At no time did I believe that religion is primarily responsible for  
most of the good in the world or for "things working" generally.  I  
was  out to rewrite religion, to create a new religion that was not  
based on perpetuation of some dogma bit that used all the best in  
spiritual practices and religion to different ends.   I even attempted  
to convince myself and others that such could be seen as the  
fulfillment and refinement of that which was essential in religions.   
I came to disbelieve that most of this was so.  I came to the  
conclusion that only a more direct tying of our best aspirations to  
the reality and reason without a lot of religious inflation, much less  
casting the work in terms familiar to existing religions, even less  
trying to make common cause with them,  will make the kind of  
difference I dream of seeing.   I came to see existing religion as  
largely that which is in the way of most of our best hopes and  
dreams.  I cannot make common cause with those sworn to oppose most of  
what we care about without putting ourselves and our share dreams at  
risk.  I cannot seek the highest that I can honestly conceive of by  
perpetuating such a web of falsehoods and pretentious ignorance.

>
> We all agree teaching science is important.

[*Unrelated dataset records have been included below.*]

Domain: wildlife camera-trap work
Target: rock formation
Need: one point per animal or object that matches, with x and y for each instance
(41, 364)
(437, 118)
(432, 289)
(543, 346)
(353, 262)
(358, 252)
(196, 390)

I claim it is equally  
> important
> to teach that science is compatible with pro-survival value systems.
>
I don't believe religions are primarily pro-survival of anything  
especially but themselves.  I don't believe that useful value systems  
are generally the invention or property of religions.


> >Not one of these people says that science proves there is no god.
> >
>
> Have you actually read any of Gould or Dawkins' recent works?

Sure.  They make some (partially flawed, partially reasonable) science  
based arguments about the very low probability of their being a God.   
That is not at all the same as a claim that science proves there is not.